In its HHS-OIG FY 2014 Performance Budget Submission, the watchdog agency notes that in 2009 Medicare paid more than $977 million to home health agencies in the Miami area. More than half of these home health payments — $558 million — were for outliers. In 2011, payments dropped more than 36 percent to $618 million and outliers made up just 5 percent of that. That totaled a 90 percent drop in outlier payments from 2009 to 2011, the OIG notes.

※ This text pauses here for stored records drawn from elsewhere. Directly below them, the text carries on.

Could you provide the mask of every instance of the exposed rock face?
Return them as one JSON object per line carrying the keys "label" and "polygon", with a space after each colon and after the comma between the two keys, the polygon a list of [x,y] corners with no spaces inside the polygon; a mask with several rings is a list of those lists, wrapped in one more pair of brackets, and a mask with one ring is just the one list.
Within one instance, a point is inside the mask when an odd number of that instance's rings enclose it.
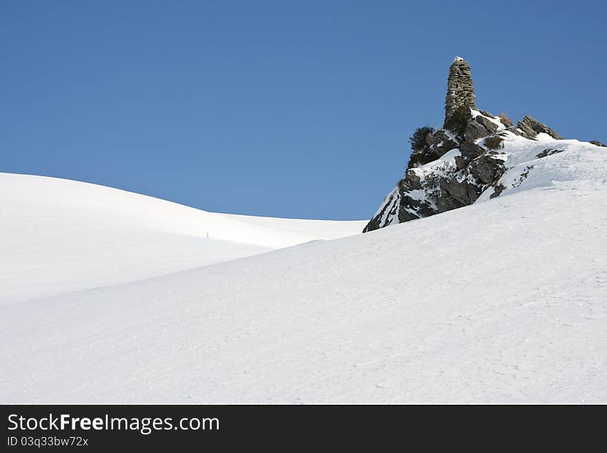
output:
{"label": "exposed rock face", "polygon": [[522,132],[521,134],[528,139],[535,139],[538,134],[544,132],[557,140],[563,139],[563,137],[560,134],[529,115],[525,115],[525,117],[522,121],[520,121],[517,123],[516,128],[518,130],[517,132]]}
{"label": "exposed rock face", "polygon": [[447,80],[445,125],[449,124],[458,111],[462,109],[476,110],[475,97],[470,65],[461,57],[456,57],[449,69],[449,78]]}
{"label": "exposed rock face", "polygon": [[[504,137],[518,135],[537,140],[540,132],[562,139],[528,115],[513,126],[506,117],[477,110],[470,66],[456,57],[449,70],[445,125],[429,132],[425,143],[416,145],[404,177],[386,197],[364,232],[470,205],[488,190],[487,198],[499,197],[507,188],[500,181],[507,170]],[[559,152],[545,149],[537,158]],[[520,175],[517,183],[526,179],[532,168]]]}
{"label": "exposed rock face", "polygon": [[559,152],[563,152],[563,150],[553,150],[552,148],[547,148],[538,154],[536,157],[537,159],[541,159],[543,157],[548,157],[548,156],[552,156],[553,154],[556,154]]}

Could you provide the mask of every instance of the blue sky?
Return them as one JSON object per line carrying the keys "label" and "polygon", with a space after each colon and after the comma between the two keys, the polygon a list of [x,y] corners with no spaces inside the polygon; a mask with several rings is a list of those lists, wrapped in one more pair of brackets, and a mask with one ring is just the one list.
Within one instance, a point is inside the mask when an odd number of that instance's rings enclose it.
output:
{"label": "blue sky", "polygon": [[371,217],[449,66],[479,108],[607,142],[602,1],[0,4],[0,171],[210,211]]}

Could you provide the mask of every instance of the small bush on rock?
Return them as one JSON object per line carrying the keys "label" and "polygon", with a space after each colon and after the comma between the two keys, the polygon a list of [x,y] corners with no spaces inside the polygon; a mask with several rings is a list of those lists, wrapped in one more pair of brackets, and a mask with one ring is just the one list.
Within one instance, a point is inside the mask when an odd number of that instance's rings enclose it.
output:
{"label": "small bush on rock", "polygon": [[497,135],[485,139],[485,148],[488,150],[499,150],[504,148],[504,139]]}
{"label": "small bush on rock", "polygon": [[508,128],[512,128],[514,125],[512,120],[504,112],[499,114],[499,119],[501,120],[501,123],[506,125]]}
{"label": "small bush on rock", "polygon": [[417,128],[413,135],[409,137],[409,141],[411,143],[411,149],[414,151],[419,151],[428,146],[426,141],[426,137],[428,134],[432,134],[435,132],[434,128],[430,126],[421,126]]}

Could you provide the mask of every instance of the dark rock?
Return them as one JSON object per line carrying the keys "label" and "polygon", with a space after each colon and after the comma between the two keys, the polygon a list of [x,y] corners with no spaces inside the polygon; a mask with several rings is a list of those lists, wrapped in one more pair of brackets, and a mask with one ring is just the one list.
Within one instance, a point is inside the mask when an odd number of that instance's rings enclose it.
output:
{"label": "dark rock", "polygon": [[544,132],[557,140],[563,139],[563,137],[561,135],[543,123],[540,123],[529,115],[525,115],[525,117],[522,121],[520,121],[517,123],[517,129],[519,129],[522,131],[523,136],[526,137],[528,139],[535,139],[538,134]]}
{"label": "dark rock", "polygon": [[436,150],[439,157],[459,145],[457,141],[452,140],[447,133],[441,129],[436,131],[434,134],[428,134],[426,140],[430,148]]}
{"label": "dark rock", "polygon": [[457,178],[441,179],[440,187],[445,194],[448,194],[455,199],[461,206],[471,205],[480,197],[481,191],[474,184],[470,184],[466,181],[459,181]]}
{"label": "dark rock", "polygon": [[497,125],[495,124],[495,123],[494,123],[493,121],[489,120],[488,119],[485,118],[484,117],[479,115],[476,118],[475,118],[475,121],[477,123],[482,125],[485,128],[485,129],[488,130],[488,134],[495,134],[497,132]]}
{"label": "dark rock", "polygon": [[[478,118],[478,117],[477,117],[477,118]],[[496,127],[495,129],[497,130],[497,128]],[[493,132],[495,131],[494,130],[492,132],[481,123],[475,120],[470,120],[468,121],[468,123],[466,124],[466,131],[464,133],[464,139],[466,141],[472,142],[478,139],[490,135]]]}
{"label": "dark rock", "polygon": [[499,185],[496,185],[493,188],[493,193],[489,195],[489,198],[495,198],[496,197],[499,197],[501,194],[501,192],[504,192],[504,190],[506,189],[504,185],[500,184]]}
{"label": "dark rock", "polygon": [[483,145],[488,150],[491,150],[490,154],[496,154],[495,150],[504,148],[504,139],[499,135],[488,137],[483,142]]}
{"label": "dark rock", "polygon": [[469,162],[473,159],[476,159],[483,154],[484,151],[485,150],[478,145],[468,141],[464,141],[459,145],[459,152],[461,153],[461,157],[464,157],[466,162]]}
{"label": "dark rock", "polygon": [[548,157],[548,156],[552,156],[553,154],[556,154],[559,152],[563,152],[565,150],[553,150],[550,148],[547,148],[540,152],[539,154],[536,156],[537,159],[541,159],[542,157]]}
{"label": "dark rock", "polygon": [[457,170],[464,170],[466,168],[466,161],[465,158],[461,156],[455,156],[455,167]]}
{"label": "dark rock", "polygon": [[474,83],[470,75],[470,65],[464,59],[456,57],[449,68],[447,80],[447,96],[445,98],[445,127],[451,123],[453,114],[462,108],[476,109]]}
{"label": "dark rock", "polygon": [[501,177],[506,168],[501,159],[484,155],[470,162],[469,171],[483,184],[492,184]]}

"Strike Force teams identify individuals and groups actively involved in Medicare fraud and stop the fraud activity early," the OIG maintains. "Analysis teams use near-real-time data to examine Medicare claims for patterns of suspected fraud. The analysis includes studies of suspected fraud trends and ratios of allowed services as compared with national averages, as well as other assessments that enable OIG to identify, and adapt enforcement efforts to, emerging fraud trends as they evolve."
For example: "The use of more sophisticated data analytic approaches has enabled OIG enforcement efforts to adapt to shifts in criminal health care fraud patterns from durable medical equipment supplier and infusion clinic schemes to home health care and other types of fraud schemes," the OIG says.